Implications et conclusion
61En étudiant le quotidien des équipages navigants de l’Armée de l’air française, cet article confirme que les participants aux séances de briefing-débriefing développent leurs capacités d’apprentissage à partir de l’analyse réflexive et de la discussion critique des actions réalisées au cours de la mission. Conformément aux principes de l’approche pragmatiste, les acteurs apprennent d’autant mieux qu’ils réfléchissent aux actions entreprises individuellement et collectivement et qu’ils analysent les causes et les conséquences de leurs actions et de leurs erreurs, pour eux-mêmes et pour leur équipe.
62L’analyse de cas permet également de comprendre les conditions selon lesquelles l’apprentissage dans et par l’action se construit, démontrant qu’il repose sur une architecture composée de trois catégories de ressources : des mécanismes d’apprentissage et des systèmes technologiques de communication et de contrôle social, qui s’articulent eux-mêmes autour d’un ensemble de valeurs culturelles et d’attitudes comportementales. L’articulation des trois catégories de ressources encourage l’enquête réflexive au sein des équipes. En ce sens, cette contribution s’inscrit dans la continuité des recherches antérieures effectuées sur les procédures pragmatistes d’apprentissage, tout en proposant une grille d’analyse opératoire des modes de gestion des barrières techniques, socioculturelles et psychologiques pesant sur le processus de briefing-débriefing (voir le Tableau 3 de la page suivante).
Les apports du briefing-débriefing pour lever les barrières à l’apprentissage organisationnel
Les apports du briefing-débriefing pour lever les barrières à l’apprentissage organisationnel
63On observe, de plus, que les dispositifs d’identification et d’analyse des erreurs (technologies et films vidéo), qui pourraient être considérés comme particulièrement intrusifs par nombre d’individus, sont utilisés par des équipes partageant les valeurs culturelles du dialogue et de la remise en question de collectifs qui, par ailleurs, s’expriment au sein d’espaces d’interaction favorisant le « parler vrai » et des débats ouverts (le bar d’escadron, dans notre cas). Ainsi, ces dispositifs sont enactés dans un environnement favorable à l’apprentissage réflexif. Dans cette optique, nous comprenons que les barrières techniques, socioculturelles et psychologiques ne peuvent être levées par l’unique fait d’une décision managériale « extérieure » au contexte d’apprentissage. Le rôle de l’organisation est de venir en soutien des collectifs dans leur démarche d’apprentissage. Par exemple, elle peut introduire des systèmes de gestion des données qui facilitent la détection des anomalies et garantissent la disponibilité d’une expertise en matière d’analyse (CANNON et EDMONDSON, 2005). Il peut également s’agir, pour les managers, de renforcer le sentiment de sécurité à travers la mise en place de systèmes valorisant le reportage des erreurs (par exemple, l’institutionnalisation de la dépénalisation de l’erreur, dans le cas qui nous occupe). Enfin, une attention particulière doit être apportée à la formation et à la communication interne visant à présenter les erreurs comme des opportunités d’apprentissage.

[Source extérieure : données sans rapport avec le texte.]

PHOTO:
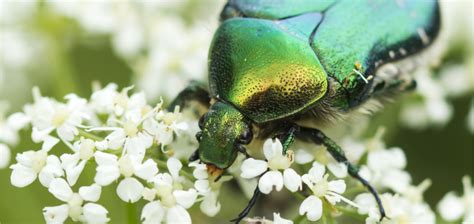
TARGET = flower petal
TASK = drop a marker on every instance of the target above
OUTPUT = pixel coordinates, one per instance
(451, 207)
(338, 169)
(312, 206)
(252, 168)
(338, 186)
(130, 190)
(4, 155)
(22, 176)
(272, 148)
(90, 193)
(106, 175)
(49, 143)
(60, 189)
(94, 213)
(185, 198)
(152, 213)
(292, 180)
(174, 166)
(270, 179)
(210, 206)
(147, 170)
(56, 214)
(51, 171)
(317, 171)
(178, 214)
(302, 157)
(277, 219)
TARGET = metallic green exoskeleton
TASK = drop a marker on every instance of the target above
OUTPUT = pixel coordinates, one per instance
(273, 63)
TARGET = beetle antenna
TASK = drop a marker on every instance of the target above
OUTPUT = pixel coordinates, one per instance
(194, 156)
(249, 207)
(243, 150)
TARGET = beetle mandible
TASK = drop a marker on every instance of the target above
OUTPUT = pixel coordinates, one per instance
(276, 63)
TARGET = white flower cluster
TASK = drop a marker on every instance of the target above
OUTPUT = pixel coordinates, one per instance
(129, 144)
(123, 138)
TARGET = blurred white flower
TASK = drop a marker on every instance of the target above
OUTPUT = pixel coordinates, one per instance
(385, 169)
(75, 207)
(398, 209)
(4, 155)
(470, 118)
(432, 110)
(318, 183)
(129, 137)
(172, 201)
(209, 188)
(277, 219)
(453, 208)
(165, 125)
(177, 54)
(48, 115)
(31, 164)
(110, 168)
(276, 161)
(9, 128)
(74, 163)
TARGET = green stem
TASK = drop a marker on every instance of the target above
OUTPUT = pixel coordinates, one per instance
(90, 135)
(351, 212)
(132, 213)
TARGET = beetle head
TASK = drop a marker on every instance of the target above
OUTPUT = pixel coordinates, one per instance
(224, 131)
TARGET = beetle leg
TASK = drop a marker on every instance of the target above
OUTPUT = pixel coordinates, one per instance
(195, 91)
(247, 209)
(337, 153)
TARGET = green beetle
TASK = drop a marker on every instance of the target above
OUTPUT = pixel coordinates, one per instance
(276, 63)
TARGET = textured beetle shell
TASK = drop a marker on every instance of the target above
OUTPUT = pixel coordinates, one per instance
(271, 72)
(349, 42)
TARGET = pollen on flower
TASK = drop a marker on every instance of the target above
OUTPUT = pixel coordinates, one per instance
(60, 117)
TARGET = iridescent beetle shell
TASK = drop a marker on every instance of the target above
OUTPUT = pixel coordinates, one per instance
(272, 59)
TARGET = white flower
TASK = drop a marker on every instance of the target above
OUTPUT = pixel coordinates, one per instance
(433, 110)
(172, 201)
(277, 219)
(317, 181)
(48, 115)
(134, 139)
(75, 207)
(110, 168)
(398, 209)
(208, 188)
(32, 164)
(73, 164)
(324, 157)
(276, 161)
(103, 101)
(453, 207)
(165, 125)
(385, 169)
(4, 156)
(9, 128)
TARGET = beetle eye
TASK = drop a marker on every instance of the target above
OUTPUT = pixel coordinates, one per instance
(199, 136)
(246, 137)
(201, 122)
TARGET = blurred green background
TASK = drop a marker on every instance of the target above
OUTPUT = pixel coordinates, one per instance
(69, 58)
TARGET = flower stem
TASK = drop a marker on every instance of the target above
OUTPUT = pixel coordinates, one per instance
(351, 212)
(132, 213)
(162, 165)
(89, 135)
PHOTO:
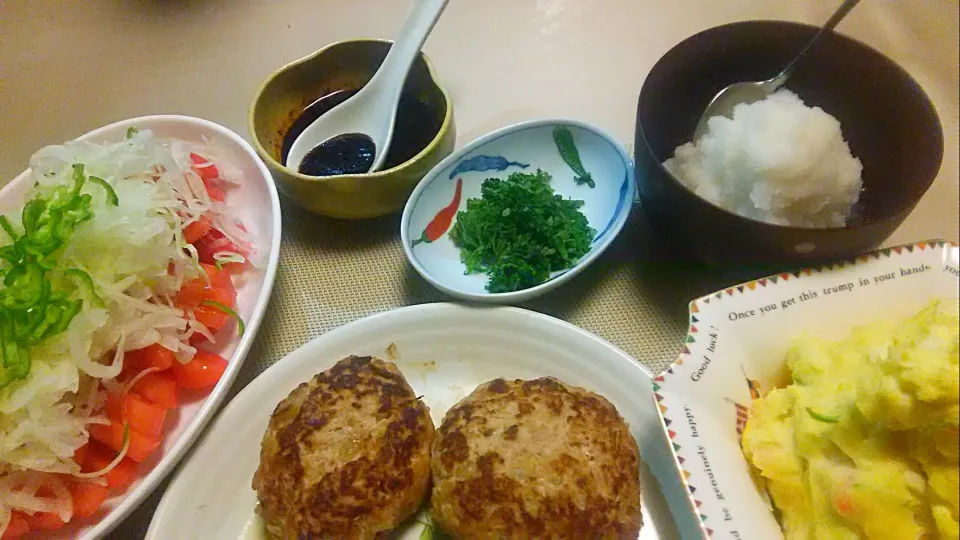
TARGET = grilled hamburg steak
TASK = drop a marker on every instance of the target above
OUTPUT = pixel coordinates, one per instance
(346, 455)
(535, 459)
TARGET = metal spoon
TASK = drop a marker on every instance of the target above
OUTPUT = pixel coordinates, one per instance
(372, 111)
(749, 92)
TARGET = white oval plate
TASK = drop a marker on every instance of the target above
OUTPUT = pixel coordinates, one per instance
(256, 200)
(444, 350)
(523, 147)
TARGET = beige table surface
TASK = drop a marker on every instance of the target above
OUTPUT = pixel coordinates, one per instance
(68, 67)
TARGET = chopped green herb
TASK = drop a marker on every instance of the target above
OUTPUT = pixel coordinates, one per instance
(520, 231)
(225, 309)
(822, 417)
(30, 310)
(568, 151)
(87, 282)
(112, 198)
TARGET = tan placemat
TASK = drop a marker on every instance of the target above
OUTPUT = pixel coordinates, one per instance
(334, 272)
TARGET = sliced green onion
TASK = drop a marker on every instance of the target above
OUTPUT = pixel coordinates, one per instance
(112, 198)
(822, 417)
(226, 257)
(228, 311)
(87, 282)
(7, 228)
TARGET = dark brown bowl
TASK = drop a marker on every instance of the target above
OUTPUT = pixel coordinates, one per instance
(887, 119)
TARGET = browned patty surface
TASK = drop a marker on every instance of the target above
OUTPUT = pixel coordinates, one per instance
(535, 459)
(346, 455)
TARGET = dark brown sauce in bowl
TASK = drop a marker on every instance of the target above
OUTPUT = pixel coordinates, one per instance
(416, 126)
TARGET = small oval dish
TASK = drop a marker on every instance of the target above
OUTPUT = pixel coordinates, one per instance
(584, 164)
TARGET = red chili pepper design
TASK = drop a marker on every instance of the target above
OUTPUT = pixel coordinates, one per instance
(441, 222)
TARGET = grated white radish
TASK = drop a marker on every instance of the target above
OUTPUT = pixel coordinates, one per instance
(137, 259)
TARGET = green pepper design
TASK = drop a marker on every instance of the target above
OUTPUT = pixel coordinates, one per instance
(568, 151)
(30, 309)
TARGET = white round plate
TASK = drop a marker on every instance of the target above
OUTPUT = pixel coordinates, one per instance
(256, 201)
(523, 147)
(444, 350)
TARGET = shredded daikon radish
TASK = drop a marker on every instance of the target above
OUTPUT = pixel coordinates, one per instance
(133, 255)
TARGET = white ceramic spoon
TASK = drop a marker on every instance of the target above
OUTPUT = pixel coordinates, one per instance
(372, 111)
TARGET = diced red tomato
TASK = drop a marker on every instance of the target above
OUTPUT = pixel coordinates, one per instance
(87, 498)
(80, 454)
(151, 356)
(112, 435)
(192, 293)
(206, 170)
(118, 478)
(157, 388)
(215, 242)
(210, 175)
(219, 289)
(203, 371)
(219, 279)
(222, 296)
(211, 317)
(197, 229)
(17, 527)
(44, 521)
(216, 193)
(144, 417)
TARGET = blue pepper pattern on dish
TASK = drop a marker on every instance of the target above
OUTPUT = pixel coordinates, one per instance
(485, 163)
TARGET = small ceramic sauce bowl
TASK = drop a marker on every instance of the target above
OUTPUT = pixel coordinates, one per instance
(346, 65)
(523, 147)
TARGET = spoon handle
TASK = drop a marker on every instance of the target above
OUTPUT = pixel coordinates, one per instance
(831, 23)
(392, 73)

64Si nos résultats contribuent à affiner notre compréhension des conditions selon lesquelles l’apprentissage dans et par l’action se construit, ils ne peuvent être généralisés. Une telle généralisation nécessiterait la collecte de données empiriques supplémentaires (études de cas multiples) et/ou l’adoption d’une approche quantitative. Or, nous avons choisi d’explorer un cas unique. Les implications théoriques et managériales restent donc fortement liées au terrain. Pour autant, ce travail ouvre des pistes de réflexion pour de futures recherches. En particulier, nous envisageons d’étudier comment les organisations appréhendent les facteurs défavorables à l’apprentissage organisationnel en explorant d’autres procédures pragmatistes (apprentissage-action en environnement virtuel). Cette démarche permettrait d’adopter une posture critique (réflexive !) en vue de discuter la validité et la pertinence de nos résultats.